Wolpe, whose career has included 17 years as NASA’s first senior bioethicist, emphasized that humans have a lot of collaborative decisions to make about the values they want machines to consider and how those values should be weighted when they inevitably come into conflict.

He then offered four models, each assigning progressively more decision-making autonomy to machines, to get the conversation started.   

‘Right vs right’

Wolpe explained that humans look at ethical choices through an incredibly complex lens that layers personal ideals – such as honesty, compassion, individuality and solidarity – over cultural priorities, relational context, and irrational quirks.

The process varies from person to person, community to community, nation to nation, and it could vary greatly from manufacturer to manufacturer, machine to machine. Recognizing the variation and its underpinnings is important because it underscores the range of choices society must make when it comes to AI.

“What’s the point of all this? It’s that ethical decisions are not about right vs. wrong,” Wolpe said. “Ninety-nine percent of the time, they’re about two rights in conflict, two values that cannot both be honored, that cannot both be satisfied. A right vs. a right.”

Wolpe also emphasized that machines can never be truly autonomous or accountable, in the philosophical sense, because they lack free will. The parameters and purposes of their choices are set by humans.

“We can’t hold AI morally culpable for its ethical decisions,” he said. “We have to hold some human agency behind that AI (accountable), … whether it’s the programmers, the inventers, the owners, whatever it might be.”

Machines can’t be morally accountable, but they can shape morality – as key components of “sociotechnical systems,” Wolpe said. For example, the plow brought about the evolution of farming communities, and the airplane dramatically increased human mobility.

“The technologies we create,” he said, “reciprocally imbue us with moral dilemmas.” 

Four sketches

Wolpe didn’t recommend a particular set of parameters for ethical AI, but he offered four models to consider.

  1. Ethically naïve AI. This model would keep AI in a category similar to service animals – programmed to handle specific situations in a predetermined way.

  2. Permission-seeking AI. This model would direct AI to make relatively basic, simple ethical decisions and to alert a human supervisor if more complex problems arise.

  3. Ethically programmed AI. This model would call for humans to program machines with ethical algorithms that would guide decisions.

  4. Case-based AI. This model would enable AI to examine millions of decisions and teach itself how to respond, in much the way that language is learned by listening. 

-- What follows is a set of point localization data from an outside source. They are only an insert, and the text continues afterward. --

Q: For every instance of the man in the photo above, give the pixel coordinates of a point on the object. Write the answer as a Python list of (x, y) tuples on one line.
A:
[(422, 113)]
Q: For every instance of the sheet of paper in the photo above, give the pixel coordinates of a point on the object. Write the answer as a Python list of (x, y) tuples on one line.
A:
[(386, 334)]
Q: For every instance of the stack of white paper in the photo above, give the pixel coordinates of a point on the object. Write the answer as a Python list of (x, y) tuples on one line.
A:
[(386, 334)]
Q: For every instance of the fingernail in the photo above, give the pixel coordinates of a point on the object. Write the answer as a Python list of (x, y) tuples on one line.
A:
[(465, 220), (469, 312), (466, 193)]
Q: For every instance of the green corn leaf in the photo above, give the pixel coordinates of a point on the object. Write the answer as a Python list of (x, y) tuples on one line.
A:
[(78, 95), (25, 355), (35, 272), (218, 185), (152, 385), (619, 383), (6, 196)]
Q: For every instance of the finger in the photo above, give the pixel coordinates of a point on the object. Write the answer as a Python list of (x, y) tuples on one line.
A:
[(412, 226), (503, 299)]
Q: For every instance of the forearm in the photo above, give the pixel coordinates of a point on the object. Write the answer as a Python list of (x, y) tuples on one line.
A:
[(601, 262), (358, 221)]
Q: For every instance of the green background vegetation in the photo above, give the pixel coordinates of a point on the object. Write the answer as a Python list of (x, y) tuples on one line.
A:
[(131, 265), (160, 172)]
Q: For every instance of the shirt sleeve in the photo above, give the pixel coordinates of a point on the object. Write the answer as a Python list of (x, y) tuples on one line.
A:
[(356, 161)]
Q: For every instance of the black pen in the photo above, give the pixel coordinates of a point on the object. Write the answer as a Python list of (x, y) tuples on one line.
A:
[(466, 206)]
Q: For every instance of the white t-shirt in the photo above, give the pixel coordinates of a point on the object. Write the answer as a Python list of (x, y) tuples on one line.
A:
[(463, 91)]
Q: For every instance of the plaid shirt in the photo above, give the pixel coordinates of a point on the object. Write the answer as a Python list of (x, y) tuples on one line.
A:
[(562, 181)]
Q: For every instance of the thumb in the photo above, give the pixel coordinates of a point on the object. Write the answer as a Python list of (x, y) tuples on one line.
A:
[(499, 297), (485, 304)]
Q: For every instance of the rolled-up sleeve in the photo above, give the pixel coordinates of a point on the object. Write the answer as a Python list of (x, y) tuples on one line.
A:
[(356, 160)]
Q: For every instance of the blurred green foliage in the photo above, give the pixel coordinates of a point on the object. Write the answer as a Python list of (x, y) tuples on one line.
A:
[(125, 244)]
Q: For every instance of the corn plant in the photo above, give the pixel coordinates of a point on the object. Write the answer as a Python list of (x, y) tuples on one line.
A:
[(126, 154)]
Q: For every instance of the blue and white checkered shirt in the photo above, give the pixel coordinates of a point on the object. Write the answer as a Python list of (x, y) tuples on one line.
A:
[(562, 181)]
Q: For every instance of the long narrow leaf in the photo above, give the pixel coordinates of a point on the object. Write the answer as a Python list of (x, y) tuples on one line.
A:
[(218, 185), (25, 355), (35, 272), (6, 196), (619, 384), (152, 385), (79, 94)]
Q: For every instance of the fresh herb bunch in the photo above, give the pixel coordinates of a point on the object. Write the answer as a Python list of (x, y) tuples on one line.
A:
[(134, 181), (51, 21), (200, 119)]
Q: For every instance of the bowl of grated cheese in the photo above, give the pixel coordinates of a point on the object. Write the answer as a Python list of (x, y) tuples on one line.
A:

Each model would have pros and cons and shouldn’t be considered a solution. The answer will come through proactive collaboration, Wolpe said.

“First of all, we need to negotiate these standards together. Second, we have to do the hard work of ethical preparation before programming. We can’t try to retrospectively fix the ethical dilemmas, and that takes some real insight into the implications of decision-making from an ethical perspective.”